By Norman Jameson
Remember when you had to duck under your school desk for a nuclear attack drill? It made me wonder what all the fuss a nuclear bomb was about if hiding under my desk would protect me from one.
We could tell even Mr. Hanson, our teacher, coach and the coolest guy in town didn’t take it seriously. He sure didn’t crawl under his desk.
A question in our Weekly Reader asked if we as young people felt secure in our daily life, or if we lived with the sense of threat over our heads. It was the 1960s and the talk was of cold war; saber rattling; nuclear proliferation; dominos falling and a military industrial complex at the trough who never heard “No” from the Pentagon.
I was surprised when classmate Debbie Shew said she actually felt insecure; felt that today a bomb might drop on our heads and kill all the cows in southern Wisconsin. That would certainly curdle the cheese.
I confessed to no such anxiety. I had confidence that wise heads would prevail. Besides that we were 30 miles from the capital city, the nearest likely target, and our own government probably thought of dropping a bomb on Madison to rid the university of all the anti-war demonstrators.
Numbers can get so big they lose meaning. Atomic nations had large enough bomb stockpiles to kill everything on earth 20 times over; or 40 times or 100 times. Still we made more bombs, as if we might actually “win” a nuclear war if we killed them 30 times and they could only kill us 20 times.
Movies like “Doctor Strangelove” and “Fail Safe,” made us feel the peace was fragile, tentative. Thousands of our soldiers were dying in swamps halfway around the world in a place few of us could find on the globe. But we somehow felt we were “winning” if the daily body count tilted in our favor.
When people are afraid, any action seems better than no action. So we built more nuclear weapons; stored them in silos in the Midwestern plains and stationed soldiers to watch over them around the clock. Thanks be to God, no one has ever used them.
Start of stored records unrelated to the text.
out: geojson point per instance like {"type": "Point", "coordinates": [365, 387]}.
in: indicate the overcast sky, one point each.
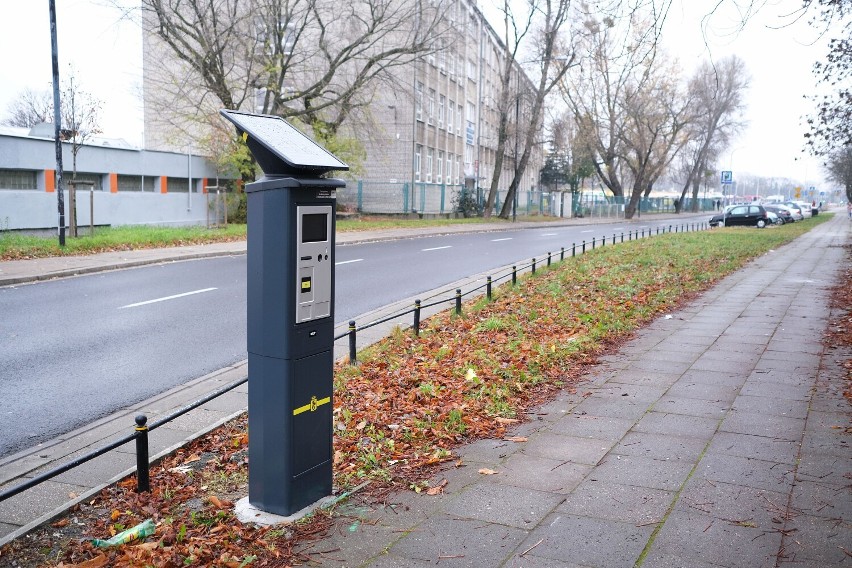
{"type": "Point", "coordinates": [779, 53]}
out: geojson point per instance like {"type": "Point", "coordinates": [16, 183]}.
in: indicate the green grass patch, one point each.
{"type": "Point", "coordinates": [16, 246]}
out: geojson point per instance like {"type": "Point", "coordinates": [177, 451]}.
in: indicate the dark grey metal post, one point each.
{"type": "Point", "coordinates": [143, 477]}
{"type": "Point", "coordinates": [57, 123]}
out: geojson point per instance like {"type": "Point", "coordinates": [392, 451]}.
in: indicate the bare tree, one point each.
{"type": "Point", "coordinates": [718, 95]}
{"type": "Point", "coordinates": [80, 112]}
{"type": "Point", "coordinates": [831, 127]}
{"type": "Point", "coordinates": [553, 56]}
{"type": "Point", "coordinates": [315, 61]}
{"type": "Point", "coordinates": [656, 115]}
{"type": "Point", "coordinates": [838, 166]}
{"type": "Point", "coordinates": [29, 108]}
{"type": "Point", "coordinates": [616, 55]}
{"type": "Point", "coordinates": [515, 28]}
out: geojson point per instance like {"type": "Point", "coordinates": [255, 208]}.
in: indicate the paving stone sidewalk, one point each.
{"type": "Point", "coordinates": [717, 437]}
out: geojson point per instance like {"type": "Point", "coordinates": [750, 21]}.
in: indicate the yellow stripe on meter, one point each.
{"type": "Point", "coordinates": [312, 406]}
And now, with so many thousands of nuclear weapons stored, the real threat is not between nation states but that rogues and terrorists will siphon the parts and pieces necessary from an inventory impossible to keep track of to build a bomb and hold the world hostage.
The more of these bombs and bomb material that exist, the greater the chance for that to happen. Now, some young evangelicals are trying to mobilize American Christians to lead the world to eliminate nuclear weapons. Bless them.
While nuclear disarmament has been off the popular radar for decades, young Christians are engaging politics in a new way “defying easy political categorization and breaking through theological division,” says one of the organizers, Katie Paris of Faith in Public Life.
Tyler Wigg-Stevenson, a member of First Baptist Church in Nashville, Tenn., is the founding director of the Two Futures Project. He said, “In a post 9/11 era the weapons that we relied upon as our ultimate ace in the hole have in fact become the greatest threat to us all.”
“A two-tiered world of nuclear haves and have-nots will eventually lead to uncontrollable proliferation and an un-deterrable terrorist bomb,” he said.
There is no way to imagine the destruction caused by a nuclear bomb. The pictures you see of underground test explosions seem almost pristine: a white mushroom cloud rising majestically into the sky. We don’t feel the power that scrapes the life off many square miles instantly, dooms those on the fringe to suffer burns, blindness and radiation sickness and make them wish they had evaporated at ground zero.
This scene from the 1983 movie “The Day After” might give you some sense of it.
“Who do we think we are to claim authority over life itself and the welfare of future generations?” Wigg-Stevenson asked. “That power belongs to God alone.”
Jonathan Merritt, national spokesperson for the Southern Baptist Environment and Climate Initiative, said, “Nuclear weapons are not only unacceptable, they are un-Christian. As followers of Jesus we serve a God that abhors the shedding of innocent blood.”
The 2000 Baptist Faith & Message calls it the duty of Christians to seek peace and do all in their power to end war. I doubt nuclear disarmament is what the writers had in mind, but their sentiment is honorable and true.
I can hear the naysayers now, because I hear these words in many different contexts. “Maybe that’s the way it should be,” they will say to discount any such efforts for disarmament. “But that’s just not the way it is.”
Until those who know the way it should be act with courage unconstrained by the way it is, the way it is will never become the way it should be.